Gdy już dojadę do siedziby mojego DOMU MAKLERSKIEGO wysiądę i powolnym krokiem udam się do wpłatomatu. Następnie wyjmę z mojej skórzanej teczki pieniądze, rozerpnę je z gumek i powoli dokładnie przeliczę. W tym momencie pan ochroniarz już będzie dzwonił do swojej żony aby powiedzieć, że właśnie zobaczył MNIE. Po przeliczeniu włożę mój KAPITAŁ w wysokości STU POLSKICH ZŁOTYCH do kieszeni wpłatomatu i powoli i z uwagą wpiszę kod P I N.

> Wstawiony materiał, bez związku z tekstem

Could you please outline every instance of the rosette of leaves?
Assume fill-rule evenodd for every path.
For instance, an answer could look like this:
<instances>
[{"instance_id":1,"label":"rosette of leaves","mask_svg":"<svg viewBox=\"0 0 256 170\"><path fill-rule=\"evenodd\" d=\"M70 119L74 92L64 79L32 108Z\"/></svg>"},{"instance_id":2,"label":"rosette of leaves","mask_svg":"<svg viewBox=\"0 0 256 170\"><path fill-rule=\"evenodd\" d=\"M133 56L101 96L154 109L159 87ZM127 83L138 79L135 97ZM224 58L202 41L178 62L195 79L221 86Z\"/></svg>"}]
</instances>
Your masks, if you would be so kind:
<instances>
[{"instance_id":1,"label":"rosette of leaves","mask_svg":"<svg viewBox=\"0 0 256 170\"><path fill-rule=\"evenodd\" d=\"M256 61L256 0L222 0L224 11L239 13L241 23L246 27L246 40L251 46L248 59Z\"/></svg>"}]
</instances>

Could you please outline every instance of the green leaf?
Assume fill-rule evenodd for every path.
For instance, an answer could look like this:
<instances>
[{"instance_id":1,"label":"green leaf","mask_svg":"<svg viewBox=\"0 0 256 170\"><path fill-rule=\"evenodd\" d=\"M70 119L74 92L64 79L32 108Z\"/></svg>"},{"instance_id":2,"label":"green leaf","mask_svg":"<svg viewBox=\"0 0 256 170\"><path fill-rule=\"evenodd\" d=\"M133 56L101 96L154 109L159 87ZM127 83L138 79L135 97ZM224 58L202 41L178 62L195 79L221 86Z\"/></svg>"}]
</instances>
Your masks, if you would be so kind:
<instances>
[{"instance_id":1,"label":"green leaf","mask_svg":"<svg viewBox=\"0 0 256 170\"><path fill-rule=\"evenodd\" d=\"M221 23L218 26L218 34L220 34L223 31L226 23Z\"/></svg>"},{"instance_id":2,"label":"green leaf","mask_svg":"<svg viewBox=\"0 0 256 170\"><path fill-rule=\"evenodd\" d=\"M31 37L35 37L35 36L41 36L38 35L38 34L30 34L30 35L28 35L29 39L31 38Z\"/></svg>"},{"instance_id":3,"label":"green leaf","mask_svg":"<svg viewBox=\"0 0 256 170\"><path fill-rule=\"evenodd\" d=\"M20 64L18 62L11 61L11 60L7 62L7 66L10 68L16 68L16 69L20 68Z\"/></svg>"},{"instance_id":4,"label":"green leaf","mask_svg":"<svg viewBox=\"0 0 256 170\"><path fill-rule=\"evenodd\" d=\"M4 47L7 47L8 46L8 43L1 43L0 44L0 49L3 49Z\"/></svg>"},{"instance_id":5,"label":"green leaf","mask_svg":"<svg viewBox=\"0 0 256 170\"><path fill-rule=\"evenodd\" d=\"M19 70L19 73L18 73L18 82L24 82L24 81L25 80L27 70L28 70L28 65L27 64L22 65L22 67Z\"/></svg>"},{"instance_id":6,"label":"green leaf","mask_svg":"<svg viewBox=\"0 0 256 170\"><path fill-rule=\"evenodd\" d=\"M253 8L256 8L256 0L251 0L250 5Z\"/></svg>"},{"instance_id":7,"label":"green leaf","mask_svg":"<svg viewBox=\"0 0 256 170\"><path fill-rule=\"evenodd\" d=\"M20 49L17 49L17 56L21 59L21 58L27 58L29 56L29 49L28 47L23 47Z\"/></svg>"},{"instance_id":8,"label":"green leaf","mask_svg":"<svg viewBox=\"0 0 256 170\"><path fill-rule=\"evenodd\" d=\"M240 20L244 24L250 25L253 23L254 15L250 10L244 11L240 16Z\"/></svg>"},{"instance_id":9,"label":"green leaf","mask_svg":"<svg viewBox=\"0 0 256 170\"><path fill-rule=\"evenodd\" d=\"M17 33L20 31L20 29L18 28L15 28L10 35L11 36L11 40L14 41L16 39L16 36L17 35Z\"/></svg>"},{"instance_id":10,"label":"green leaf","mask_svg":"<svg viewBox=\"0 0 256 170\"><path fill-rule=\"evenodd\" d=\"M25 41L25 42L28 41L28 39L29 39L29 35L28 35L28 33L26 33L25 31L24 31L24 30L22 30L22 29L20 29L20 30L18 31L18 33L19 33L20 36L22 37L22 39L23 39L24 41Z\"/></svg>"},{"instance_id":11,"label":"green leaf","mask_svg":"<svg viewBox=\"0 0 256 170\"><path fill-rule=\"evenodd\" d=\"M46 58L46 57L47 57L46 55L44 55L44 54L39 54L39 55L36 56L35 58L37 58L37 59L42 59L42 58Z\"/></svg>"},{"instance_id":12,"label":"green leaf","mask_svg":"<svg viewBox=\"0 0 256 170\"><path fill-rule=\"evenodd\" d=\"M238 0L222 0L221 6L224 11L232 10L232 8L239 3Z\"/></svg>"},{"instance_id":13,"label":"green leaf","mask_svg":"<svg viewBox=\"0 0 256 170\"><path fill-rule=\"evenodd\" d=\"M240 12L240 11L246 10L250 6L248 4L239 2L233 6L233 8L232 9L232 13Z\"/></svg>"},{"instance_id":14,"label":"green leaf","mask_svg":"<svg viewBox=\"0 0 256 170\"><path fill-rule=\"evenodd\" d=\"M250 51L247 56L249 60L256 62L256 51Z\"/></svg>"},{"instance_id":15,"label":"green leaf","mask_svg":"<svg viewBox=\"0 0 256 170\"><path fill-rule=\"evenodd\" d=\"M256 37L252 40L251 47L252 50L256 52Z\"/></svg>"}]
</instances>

Posiadam również obcą walutę w wysokości DZIESIĘCIU EURO, jednak zdeponuję ją osobiście w placówce mojego DOMU MAKLERSKIEGO dnia jutrzejszego. Na tą wizytę jestem już umówiony jako klient BIZNESOWY.
W drodze powrotnej pojadę na pobliską stację naszej spółki i uścisnę rękę pierwszemu tankującemu kierowcy dziękując mu za zaufanie do naszej marki i zachęcając do zakupu hot-doga z parówką o smaku kabanos.

#poteznyinwestor #orlen #inwestycje #gielda
źródło: comment_1584274077hDw0cWu2rF73GUnNjtmaeL.jpg
  • 24
@Czachaaa: nie słuchaj tych co twierdzą że fajnie było za pierwszym razem a teraz już nie. Ja na przykład codziennie z wytęsknieniem czekam na kolejną relacje tajemniczego polskiego INWESTORA. Sam chętnie ZAINWESTOWAŁBYM swój KAPITAŁ ale nie mam jeszcze wystarczająco odwagi, może historia twojego sukcesu natchnie mnie do postawienia pierwszego kroku na GIEŁDZIE
W drodze powrotnej pojadę na pobliską stację naszej spółki i uścisnę rękę pierwszemu tankującemu kierowcy dziękując mu za zaufanie do naszej marki i zachęcając do zakupu hot-doga z parówką o smaku kabanos.


@Czachaaa: Ej dobra teraz to już przesadziłeś, że chcesz w takich czasach ściskać dłoń.